Co-Optimization for Large Language Models: Advances in Algorithm and Hardware
SHAOBO LUO, ALBERT YU, ZHIYUAN XIE, HONG HUANG, MINGQIANG HUANG, KAI LI, YUK KAN PUN, ZHIRU GUO, SHUWEI LI, YIMING ZHU, CHANGHAI MAN, HUIYUAN SUN, TUNG-HAN CHANG, ZIYI GUAN, QIYUAN ZHANG, TINGTING WANG, GUANQI PENG, WENJUN CHEN, YAN SUN, GENGXIN CHEN, MEI YAN, HAO YU
Precision medicine is revolutionizing global healthcare by enabling personalized diagnostics, disease prediction, and tailored treatment strategies. While the integration of genomics and data science holds immense potential to optimize precision therapeutic outcomes, a critical challenge lies in translating gene sequencing data into actionable insights for in vitro diagnostics.

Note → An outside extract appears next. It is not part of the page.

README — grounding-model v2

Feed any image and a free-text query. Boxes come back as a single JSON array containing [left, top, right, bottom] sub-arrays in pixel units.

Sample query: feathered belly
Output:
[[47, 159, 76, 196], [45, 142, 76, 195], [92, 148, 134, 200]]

This bottleneck is largely attributed to the limitations of edge-side intelligent processing and automation. Despite advancements in gene sequencing technologies and bioinformatics tools, the workflow from sample collection to diagnostic report generation remains fragmented, inefficient, and lacks of intelligence. To address these challenges, we introduce an embodied LLM NGS sequencer on the edge for real-time, on-site smart genetic diagnostics. This instrument integrates a streamlined and comprehensive pipeline with deep learning networks for primary data analysis, machine learning for secondary data processing, and a large language model (LLM) optimized for tertiary data interpretation. The LLM is enhanced through quantization and compression, facilitating deployment on FPGA/GPU to accelerate diagnostic workflows. Experimental results showcased the superior performance by achieving a 13.72% increase in throughput, a 99.50% Q30%, and enable smart diagnostic on the edge with the performance up to 75 tokens/s. This work enables immediate, on-site DNA analysis, hence dramatically improving precision medicine’s accessibility and efficiency, and significantly advances diagnostic accuracy, automation, establishing a robust platform for AI-driven personalized medicine and setting a new benchmark for the future of healthcare delivery.